Entraîneur strapontin
Or depuis 1990, le Cameroun a amusé la galerie avec une cohorte d’entraîneurs dont quelques-uns n’avaient exercé qu’au niveau d’une première division. Quatorze au total, du Turkmène Valeri Nepomniachi au Français Robert Corfou, en passant par Jules Frédéric Nyongha, Philippe Redon, à nouveau Jules Frédéric Nyongha, Léonard Nséké, Henri Michel, et puis encore Jules Frédéric Nyongha, le Belge Henri Depireux, Jean Manga Onguéné, Claude Leroy, Pierre Lechantre, Jean Paul Akono, et une deuxième fois Pierre Lechantre. Désolé, mais ce n’est pas de la sorte qu’on assure la continuité d’une équipe qui a la curieuse sensation d’être en permanence livrée à elle-même. Pas étonnant qu’on entende depuis longtemps cette antienne : « l’équipe du Cameroun ! mais elle n’a pas besoin d’entraîneur ! » Faux, archi-faux naturellement. Au contraire, après les potentialités entrevues à la CAN 2000 et aux Jeux olympiques, il lui faut enfin quelqu’un doté d’une solide expérience au plus haut niveau, si possible ayant déjà conduit une ou plusieurs équipes à un Mondial. Le principal obstacle est d’ordre financier. Un grand entraîneur coûte cher. Les mieux payés en Afrique sont en Afrique du Sud et au Maroc. Ce que ces deux pays ont fait, le Cameroun qui est garanti de toucher un solide pactole, l’année prochaine en Asie, peut se le permettre. Il est sûr de ne pas remettre en cause l’état de ses finances. L’enjeu vaut le sacrifice. Pour mémoire, le Cameroun a disputé quatorze rencontres en quatre phases finales, en a gagné trois, pour cinq nuls et six défaites. Sa différence de buts est assez largement négative (-11). Il est urgent d’abandonner la politique de l’entraîneur-strapontin (celui qu’on pousse de l’épaule parce que son siège se replie instantanément dès qu’on le quitte) pour restaurer l’autorité de celui qui doit avoir les pleins pouvoirs sur la composition de l'équipe et sur l’organisation du jeu.

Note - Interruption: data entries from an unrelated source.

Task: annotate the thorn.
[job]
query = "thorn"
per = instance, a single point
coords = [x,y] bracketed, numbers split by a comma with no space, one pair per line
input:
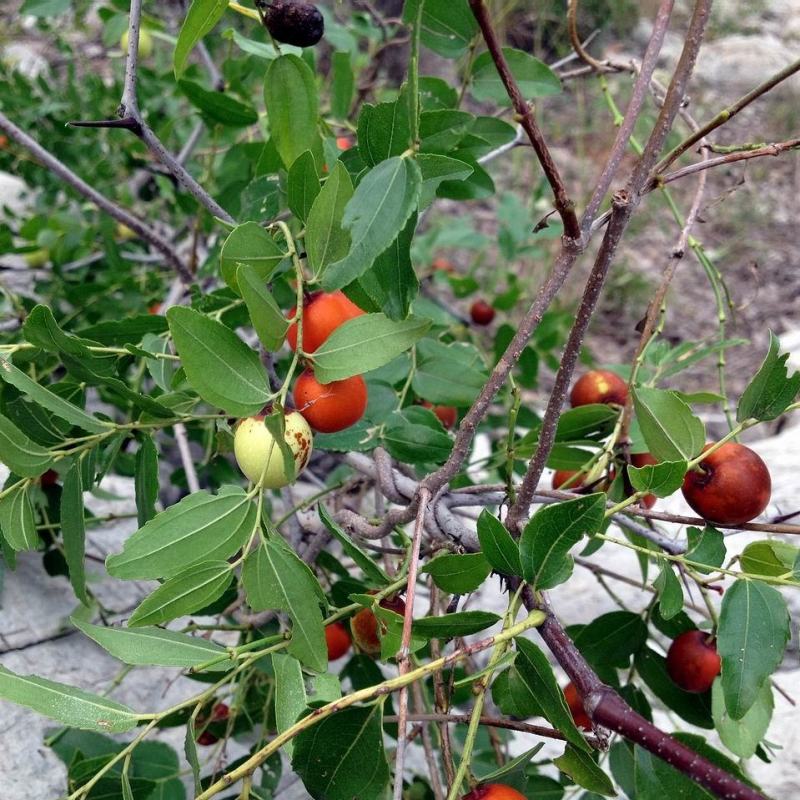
[128,123]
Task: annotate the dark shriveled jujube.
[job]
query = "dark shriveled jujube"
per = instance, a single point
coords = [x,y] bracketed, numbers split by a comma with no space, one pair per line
[300,24]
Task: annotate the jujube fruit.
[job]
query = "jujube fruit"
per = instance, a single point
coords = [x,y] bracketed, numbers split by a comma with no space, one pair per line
[730,487]
[575,703]
[364,625]
[693,661]
[259,457]
[494,791]
[49,478]
[337,639]
[330,407]
[145,43]
[323,313]
[447,415]
[297,23]
[598,386]
[481,312]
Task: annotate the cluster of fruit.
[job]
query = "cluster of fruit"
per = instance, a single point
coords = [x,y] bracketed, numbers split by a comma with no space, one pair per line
[730,487]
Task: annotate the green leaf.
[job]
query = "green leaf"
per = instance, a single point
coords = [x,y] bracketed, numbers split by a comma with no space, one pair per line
[220,367]
[326,240]
[416,436]
[218,107]
[498,545]
[586,422]
[146,480]
[186,592]
[772,390]
[383,130]
[19,453]
[149,646]
[534,77]
[611,639]
[290,694]
[250,245]
[458,573]
[770,557]
[706,546]
[752,635]
[552,532]
[365,343]
[73,532]
[450,374]
[200,527]
[582,768]
[275,578]
[16,519]
[290,94]
[342,85]
[436,169]
[671,430]
[302,185]
[376,213]
[670,592]
[66,704]
[448,626]
[440,131]
[391,282]
[49,400]
[342,757]
[656,779]
[742,736]
[535,670]
[352,550]
[201,19]
[694,708]
[662,479]
[268,320]
[448,26]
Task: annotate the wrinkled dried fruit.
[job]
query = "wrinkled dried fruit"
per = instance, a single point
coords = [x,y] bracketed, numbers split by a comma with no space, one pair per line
[300,24]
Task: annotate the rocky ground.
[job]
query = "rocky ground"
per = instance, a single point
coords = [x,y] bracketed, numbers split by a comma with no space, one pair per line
[760,263]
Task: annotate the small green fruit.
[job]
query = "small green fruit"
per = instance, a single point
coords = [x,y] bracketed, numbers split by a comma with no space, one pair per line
[145,43]
[258,455]
[37,258]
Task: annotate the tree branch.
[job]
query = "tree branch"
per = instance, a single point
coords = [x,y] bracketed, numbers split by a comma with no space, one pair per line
[726,114]
[111,208]
[624,204]
[527,119]
[774,149]
[605,707]
[404,658]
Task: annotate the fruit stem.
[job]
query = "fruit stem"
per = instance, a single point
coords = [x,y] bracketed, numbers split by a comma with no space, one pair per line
[244,11]
[533,619]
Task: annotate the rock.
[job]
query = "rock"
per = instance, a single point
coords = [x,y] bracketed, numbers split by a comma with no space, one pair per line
[733,65]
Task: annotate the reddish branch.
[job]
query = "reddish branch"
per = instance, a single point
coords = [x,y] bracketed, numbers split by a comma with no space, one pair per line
[605,707]
[727,114]
[111,208]
[625,203]
[527,119]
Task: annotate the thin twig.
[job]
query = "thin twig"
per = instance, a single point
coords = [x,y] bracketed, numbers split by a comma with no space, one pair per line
[726,114]
[624,204]
[495,722]
[527,119]
[774,149]
[111,208]
[404,659]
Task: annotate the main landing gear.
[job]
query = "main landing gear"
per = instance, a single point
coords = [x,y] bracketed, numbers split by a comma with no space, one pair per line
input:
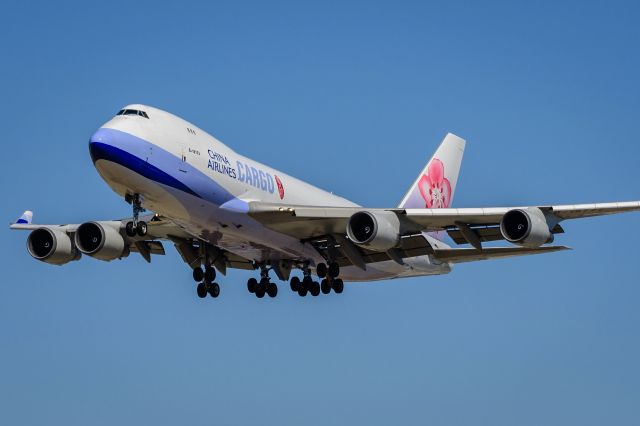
[264,286]
[205,279]
[328,274]
[135,227]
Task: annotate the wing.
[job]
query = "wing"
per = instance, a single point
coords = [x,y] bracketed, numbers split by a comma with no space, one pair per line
[159,229]
[325,228]
[307,222]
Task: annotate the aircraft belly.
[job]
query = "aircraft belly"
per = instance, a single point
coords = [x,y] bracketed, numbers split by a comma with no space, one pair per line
[232,231]
[239,233]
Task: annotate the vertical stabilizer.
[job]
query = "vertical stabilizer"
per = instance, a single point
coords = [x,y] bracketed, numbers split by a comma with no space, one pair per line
[435,185]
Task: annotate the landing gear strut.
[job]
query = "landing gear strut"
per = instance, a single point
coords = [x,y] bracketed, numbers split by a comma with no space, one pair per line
[205,277]
[136,226]
[205,282]
[330,281]
[264,286]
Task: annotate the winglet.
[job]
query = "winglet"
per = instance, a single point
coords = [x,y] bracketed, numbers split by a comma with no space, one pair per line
[26,218]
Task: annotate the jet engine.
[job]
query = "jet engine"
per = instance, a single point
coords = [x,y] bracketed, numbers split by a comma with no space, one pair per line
[526,227]
[101,240]
[379,231]
[51,246]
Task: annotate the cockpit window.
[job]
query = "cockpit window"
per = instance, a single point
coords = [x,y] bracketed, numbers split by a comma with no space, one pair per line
[132,112]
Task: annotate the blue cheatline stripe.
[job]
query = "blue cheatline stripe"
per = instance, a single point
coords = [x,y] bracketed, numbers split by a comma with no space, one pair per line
[103,151]
[157,164]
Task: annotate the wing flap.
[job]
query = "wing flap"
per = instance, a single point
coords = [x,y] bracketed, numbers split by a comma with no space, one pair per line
[305,222]
[472,254]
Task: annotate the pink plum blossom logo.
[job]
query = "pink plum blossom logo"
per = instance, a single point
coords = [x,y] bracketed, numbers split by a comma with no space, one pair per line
[434,187]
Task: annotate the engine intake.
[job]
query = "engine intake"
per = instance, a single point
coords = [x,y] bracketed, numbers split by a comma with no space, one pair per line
[101,240]
[526,227]
[379,231]
[51,246]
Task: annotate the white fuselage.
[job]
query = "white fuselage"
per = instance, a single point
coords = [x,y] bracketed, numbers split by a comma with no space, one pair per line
[202,185]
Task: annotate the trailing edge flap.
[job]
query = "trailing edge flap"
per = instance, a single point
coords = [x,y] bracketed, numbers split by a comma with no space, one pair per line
[471,254]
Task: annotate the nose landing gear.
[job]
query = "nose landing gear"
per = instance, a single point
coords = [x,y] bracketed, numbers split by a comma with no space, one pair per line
[136,226]
[330,281]
[264,286]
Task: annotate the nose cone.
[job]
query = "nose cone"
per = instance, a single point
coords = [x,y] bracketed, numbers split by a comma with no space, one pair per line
[100,144]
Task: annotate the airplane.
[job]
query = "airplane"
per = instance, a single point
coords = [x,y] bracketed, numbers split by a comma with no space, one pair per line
[223,210]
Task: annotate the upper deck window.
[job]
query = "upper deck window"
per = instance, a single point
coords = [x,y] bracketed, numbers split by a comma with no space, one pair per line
[132,112]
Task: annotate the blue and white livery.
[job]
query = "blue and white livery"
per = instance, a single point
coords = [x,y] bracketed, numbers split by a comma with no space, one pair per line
[223,210]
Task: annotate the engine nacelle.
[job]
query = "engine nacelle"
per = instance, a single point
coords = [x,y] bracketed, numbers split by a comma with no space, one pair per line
[379,231]
[51,246]
[526,227]
[101,240]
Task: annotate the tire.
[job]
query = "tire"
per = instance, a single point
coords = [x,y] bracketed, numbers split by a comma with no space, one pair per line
[214,290]
[252,284]
[264,284]
[201,289]
[295,283]
[334,270]
[315,289]
[198,275]
[321,270]
[338,286]
[272,290]
[142,229]
[209,274]
[130,230]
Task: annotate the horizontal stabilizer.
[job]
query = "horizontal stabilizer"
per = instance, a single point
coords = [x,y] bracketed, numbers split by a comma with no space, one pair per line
[25,219]
[471,254]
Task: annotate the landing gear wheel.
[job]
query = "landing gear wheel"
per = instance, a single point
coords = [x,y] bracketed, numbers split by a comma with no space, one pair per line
[321,270]
[130,230]
[264,284]
[307,283]
[252,284]
[141,228]
[338,286]
[272,290]
[198,275]
[201,290]
[295,283]
[334,270]
[209,274]
[214,290]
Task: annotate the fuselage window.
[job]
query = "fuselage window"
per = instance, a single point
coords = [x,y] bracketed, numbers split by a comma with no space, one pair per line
[132,112]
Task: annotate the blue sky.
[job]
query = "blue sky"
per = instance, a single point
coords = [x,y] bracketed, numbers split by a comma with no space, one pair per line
[353,97]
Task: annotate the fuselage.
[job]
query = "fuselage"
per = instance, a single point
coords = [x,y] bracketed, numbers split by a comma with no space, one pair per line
[204,186]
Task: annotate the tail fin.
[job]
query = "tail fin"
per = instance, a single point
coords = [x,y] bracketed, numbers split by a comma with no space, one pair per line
[26,218]
[436,184]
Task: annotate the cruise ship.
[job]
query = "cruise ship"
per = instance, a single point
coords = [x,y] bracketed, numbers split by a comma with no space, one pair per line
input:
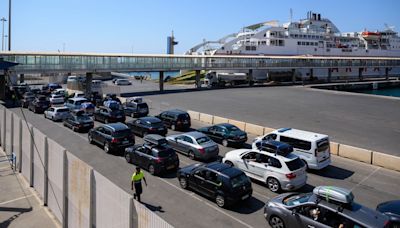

« J’ai peur de voir les Camerounais naviguer comme le Nigeria après sa victoire aux Jeux olympiques d’Atlanta en 1996 », confiait après le match de la qualification, Tchanile Banna, l’entraîneur du Togo. « Je peux vous dire qu’en ce moment, ils prennent le même chemin ! » Avertissement sans frais, mais qu’on veut prendre très au sérieux, d’un entraîneur qui, parce qu’il est Africain, saisit mieux que quiconque les états d’âme d’une équipe. Il n’est pour sûr pas trop tard, à un peu moins d’un an de l’échéance. Les meilleurs résultats ont été obtenus avec un homme qui ne parlait pas la langue du pays et qui était contraint de donner ses consignes via un interprète. Peut-être le Cameroun qui a, depuis, cédé à la tentation francophone, devrait-il changer un peu de culture. Latino, pourquoi pas.